How would you find a good endurance riding instructor? Do you know of any? (especially in the San Antonio area?) Are there other ways you have learned endurance riding?
I have never done it but I would really love to do it. I just don't know where and how to start. 
Thanks!


----------



## appylover31803 (Sep 18, 2007)

I know of an endurance rider/instructor/trainer. But she's in PA.
She has a bunch of gaited breeds that she takes on competitions. I think it's really cool.

I would see if there's an endurance club or something and ask them.


----------



## Painted Horse (Dec 29, 2006)

ALL endurance rides needs Volunteers. Go volunter for a ride in your area. Those folks will take you under their wing. At least in my area, I have found endurance and CTR riders will always very very helpful for newbys. 
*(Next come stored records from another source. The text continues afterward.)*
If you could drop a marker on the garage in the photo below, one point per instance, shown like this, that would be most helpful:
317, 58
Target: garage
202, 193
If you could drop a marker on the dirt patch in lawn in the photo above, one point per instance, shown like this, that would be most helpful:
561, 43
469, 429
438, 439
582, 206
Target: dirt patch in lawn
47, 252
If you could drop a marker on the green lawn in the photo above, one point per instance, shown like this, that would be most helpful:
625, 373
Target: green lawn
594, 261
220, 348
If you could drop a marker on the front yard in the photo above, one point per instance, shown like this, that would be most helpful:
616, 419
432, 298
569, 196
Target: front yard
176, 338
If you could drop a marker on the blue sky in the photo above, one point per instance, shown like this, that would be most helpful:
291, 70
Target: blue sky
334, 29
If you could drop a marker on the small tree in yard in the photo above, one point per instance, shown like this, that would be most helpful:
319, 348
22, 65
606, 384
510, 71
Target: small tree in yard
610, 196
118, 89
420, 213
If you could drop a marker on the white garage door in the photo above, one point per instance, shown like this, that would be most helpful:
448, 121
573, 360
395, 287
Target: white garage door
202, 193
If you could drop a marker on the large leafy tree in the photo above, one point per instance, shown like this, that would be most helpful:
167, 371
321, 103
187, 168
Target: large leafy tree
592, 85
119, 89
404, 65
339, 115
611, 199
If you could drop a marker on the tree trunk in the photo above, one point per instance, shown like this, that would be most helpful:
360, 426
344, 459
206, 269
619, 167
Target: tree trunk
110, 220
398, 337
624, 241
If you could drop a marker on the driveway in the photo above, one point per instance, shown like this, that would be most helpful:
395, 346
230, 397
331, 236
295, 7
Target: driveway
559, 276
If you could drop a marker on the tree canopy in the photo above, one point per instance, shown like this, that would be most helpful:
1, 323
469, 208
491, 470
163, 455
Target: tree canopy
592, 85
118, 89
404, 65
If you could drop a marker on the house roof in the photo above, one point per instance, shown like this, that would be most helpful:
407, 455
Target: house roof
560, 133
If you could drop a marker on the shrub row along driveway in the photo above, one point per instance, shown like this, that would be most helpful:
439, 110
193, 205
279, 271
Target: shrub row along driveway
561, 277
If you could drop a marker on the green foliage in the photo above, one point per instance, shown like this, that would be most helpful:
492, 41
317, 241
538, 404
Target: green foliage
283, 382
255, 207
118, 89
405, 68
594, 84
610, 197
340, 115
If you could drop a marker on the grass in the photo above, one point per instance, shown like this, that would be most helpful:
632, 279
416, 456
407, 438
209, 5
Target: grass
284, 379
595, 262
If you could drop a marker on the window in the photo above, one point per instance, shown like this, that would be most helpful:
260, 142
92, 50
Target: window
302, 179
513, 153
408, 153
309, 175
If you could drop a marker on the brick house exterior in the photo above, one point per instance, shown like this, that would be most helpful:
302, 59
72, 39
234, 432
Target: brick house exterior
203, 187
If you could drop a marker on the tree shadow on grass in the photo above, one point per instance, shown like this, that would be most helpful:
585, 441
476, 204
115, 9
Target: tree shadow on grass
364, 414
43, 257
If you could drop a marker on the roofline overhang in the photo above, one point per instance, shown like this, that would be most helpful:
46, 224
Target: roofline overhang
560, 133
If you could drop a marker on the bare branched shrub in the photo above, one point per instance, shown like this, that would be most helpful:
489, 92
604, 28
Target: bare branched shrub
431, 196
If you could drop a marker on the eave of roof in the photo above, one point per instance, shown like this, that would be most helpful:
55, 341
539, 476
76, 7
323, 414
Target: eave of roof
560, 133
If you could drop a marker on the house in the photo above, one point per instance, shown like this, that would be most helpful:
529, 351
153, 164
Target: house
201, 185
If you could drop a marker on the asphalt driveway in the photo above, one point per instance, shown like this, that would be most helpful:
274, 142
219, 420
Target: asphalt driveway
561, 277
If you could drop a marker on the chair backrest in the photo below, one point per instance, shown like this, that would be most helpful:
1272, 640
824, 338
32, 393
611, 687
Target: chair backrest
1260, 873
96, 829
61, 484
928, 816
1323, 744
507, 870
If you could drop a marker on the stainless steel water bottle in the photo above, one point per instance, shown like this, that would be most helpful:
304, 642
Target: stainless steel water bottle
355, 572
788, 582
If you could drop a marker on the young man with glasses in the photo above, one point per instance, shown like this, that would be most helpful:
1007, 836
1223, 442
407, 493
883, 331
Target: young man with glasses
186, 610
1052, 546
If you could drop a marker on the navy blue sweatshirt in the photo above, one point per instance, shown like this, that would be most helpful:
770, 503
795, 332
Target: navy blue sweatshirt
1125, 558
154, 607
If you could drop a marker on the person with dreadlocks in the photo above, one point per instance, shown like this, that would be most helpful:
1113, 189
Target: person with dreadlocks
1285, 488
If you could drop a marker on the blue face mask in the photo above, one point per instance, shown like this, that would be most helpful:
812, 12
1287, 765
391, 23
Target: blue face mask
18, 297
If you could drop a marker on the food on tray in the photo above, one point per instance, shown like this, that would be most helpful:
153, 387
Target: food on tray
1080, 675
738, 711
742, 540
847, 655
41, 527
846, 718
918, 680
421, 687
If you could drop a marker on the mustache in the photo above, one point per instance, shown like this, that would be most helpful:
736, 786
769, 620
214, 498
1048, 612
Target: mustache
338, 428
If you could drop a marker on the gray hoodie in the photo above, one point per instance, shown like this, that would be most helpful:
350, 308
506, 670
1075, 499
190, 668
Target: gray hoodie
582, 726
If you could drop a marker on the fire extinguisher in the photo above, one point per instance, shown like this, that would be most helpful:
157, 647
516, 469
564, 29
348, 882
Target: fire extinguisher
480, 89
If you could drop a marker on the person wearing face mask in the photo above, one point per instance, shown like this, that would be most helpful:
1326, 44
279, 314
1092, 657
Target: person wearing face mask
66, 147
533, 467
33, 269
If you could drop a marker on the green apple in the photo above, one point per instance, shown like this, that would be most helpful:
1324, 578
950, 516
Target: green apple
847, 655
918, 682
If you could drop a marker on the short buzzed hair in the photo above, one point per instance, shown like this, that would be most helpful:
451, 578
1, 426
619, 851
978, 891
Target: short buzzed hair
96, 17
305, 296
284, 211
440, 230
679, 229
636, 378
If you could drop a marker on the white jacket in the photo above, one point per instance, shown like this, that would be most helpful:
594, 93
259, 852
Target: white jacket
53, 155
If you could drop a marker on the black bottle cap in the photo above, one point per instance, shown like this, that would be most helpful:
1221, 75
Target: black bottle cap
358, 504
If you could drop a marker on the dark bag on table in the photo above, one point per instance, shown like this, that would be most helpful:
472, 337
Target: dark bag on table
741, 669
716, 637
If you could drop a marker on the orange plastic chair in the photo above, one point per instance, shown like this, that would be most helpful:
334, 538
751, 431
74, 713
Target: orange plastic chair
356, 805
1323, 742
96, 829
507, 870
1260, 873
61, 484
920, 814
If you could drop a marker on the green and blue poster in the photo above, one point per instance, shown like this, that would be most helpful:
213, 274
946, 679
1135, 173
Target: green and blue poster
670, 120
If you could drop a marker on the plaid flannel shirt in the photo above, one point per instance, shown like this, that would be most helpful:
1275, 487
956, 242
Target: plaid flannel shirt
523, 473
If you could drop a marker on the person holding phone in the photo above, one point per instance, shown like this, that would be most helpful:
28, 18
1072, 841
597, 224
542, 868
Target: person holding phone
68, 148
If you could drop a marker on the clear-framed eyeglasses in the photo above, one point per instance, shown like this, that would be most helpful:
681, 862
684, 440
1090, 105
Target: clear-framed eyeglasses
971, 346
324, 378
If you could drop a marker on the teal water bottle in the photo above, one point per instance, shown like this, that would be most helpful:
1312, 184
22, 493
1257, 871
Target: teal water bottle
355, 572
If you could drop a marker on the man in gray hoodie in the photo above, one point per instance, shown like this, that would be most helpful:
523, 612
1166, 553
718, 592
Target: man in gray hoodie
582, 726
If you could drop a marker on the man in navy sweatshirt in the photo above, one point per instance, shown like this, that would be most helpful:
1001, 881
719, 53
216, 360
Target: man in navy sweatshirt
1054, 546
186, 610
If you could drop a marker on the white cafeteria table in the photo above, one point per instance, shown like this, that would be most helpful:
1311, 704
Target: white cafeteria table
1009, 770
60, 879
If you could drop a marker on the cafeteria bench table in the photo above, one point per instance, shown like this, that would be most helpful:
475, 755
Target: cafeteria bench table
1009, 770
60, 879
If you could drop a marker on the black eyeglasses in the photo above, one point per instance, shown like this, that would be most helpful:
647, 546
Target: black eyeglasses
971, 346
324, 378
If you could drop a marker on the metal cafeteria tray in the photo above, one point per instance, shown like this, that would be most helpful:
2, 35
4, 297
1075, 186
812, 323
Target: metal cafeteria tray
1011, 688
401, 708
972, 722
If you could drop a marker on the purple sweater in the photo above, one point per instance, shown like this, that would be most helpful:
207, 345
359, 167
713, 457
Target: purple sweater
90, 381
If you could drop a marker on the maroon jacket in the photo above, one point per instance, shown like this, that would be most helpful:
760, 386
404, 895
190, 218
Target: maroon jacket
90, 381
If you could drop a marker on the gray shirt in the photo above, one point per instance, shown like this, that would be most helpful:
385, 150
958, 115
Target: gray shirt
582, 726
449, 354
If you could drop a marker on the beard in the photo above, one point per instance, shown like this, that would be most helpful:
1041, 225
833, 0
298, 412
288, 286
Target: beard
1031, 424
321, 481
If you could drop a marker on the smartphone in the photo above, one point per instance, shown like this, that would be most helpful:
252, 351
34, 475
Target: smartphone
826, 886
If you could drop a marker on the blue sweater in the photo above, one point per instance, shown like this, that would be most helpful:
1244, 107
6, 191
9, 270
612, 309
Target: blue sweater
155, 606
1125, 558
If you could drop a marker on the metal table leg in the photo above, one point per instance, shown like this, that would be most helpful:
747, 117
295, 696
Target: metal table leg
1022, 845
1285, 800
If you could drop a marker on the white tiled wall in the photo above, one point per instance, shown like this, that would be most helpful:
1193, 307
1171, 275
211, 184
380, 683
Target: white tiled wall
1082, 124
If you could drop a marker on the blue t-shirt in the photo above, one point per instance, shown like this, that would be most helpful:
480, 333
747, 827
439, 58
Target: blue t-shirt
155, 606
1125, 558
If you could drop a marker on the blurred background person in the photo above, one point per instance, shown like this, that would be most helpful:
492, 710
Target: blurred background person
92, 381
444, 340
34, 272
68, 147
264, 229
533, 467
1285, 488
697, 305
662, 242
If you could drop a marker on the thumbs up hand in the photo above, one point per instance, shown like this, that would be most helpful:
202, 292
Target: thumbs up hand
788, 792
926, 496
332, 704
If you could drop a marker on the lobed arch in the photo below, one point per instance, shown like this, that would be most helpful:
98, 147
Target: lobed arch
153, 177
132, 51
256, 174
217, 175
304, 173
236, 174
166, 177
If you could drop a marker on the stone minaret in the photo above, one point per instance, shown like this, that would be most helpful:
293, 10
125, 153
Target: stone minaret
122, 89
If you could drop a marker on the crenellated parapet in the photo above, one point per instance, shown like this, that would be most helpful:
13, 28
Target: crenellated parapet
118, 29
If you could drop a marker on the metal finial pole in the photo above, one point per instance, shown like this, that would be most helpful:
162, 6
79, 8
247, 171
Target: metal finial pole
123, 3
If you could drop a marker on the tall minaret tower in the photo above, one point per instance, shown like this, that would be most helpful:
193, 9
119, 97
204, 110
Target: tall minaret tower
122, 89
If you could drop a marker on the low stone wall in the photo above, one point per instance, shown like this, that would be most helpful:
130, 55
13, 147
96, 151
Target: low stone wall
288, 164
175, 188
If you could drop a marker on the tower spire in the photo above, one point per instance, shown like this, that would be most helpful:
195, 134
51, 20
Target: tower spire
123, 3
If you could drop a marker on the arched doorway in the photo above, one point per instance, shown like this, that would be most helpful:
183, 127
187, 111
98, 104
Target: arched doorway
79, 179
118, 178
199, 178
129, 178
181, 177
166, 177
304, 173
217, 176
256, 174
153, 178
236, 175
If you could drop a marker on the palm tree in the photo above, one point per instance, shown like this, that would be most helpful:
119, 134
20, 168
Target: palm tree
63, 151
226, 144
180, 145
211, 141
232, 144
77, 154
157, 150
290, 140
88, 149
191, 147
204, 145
Check the calendar on AERC website for ride dates


----------



## Horse Poor (Aug 20, 2008)

Just about everything you need to know is here at AERC.org - their mentor page is under the "Education" drop down menu...there are several listed for Texas.


----------



## Kiara (Aug 27, 2008)

Thanks guys  I checked out the sources and I think I'll get all the info I'll want  Thanks again!


----------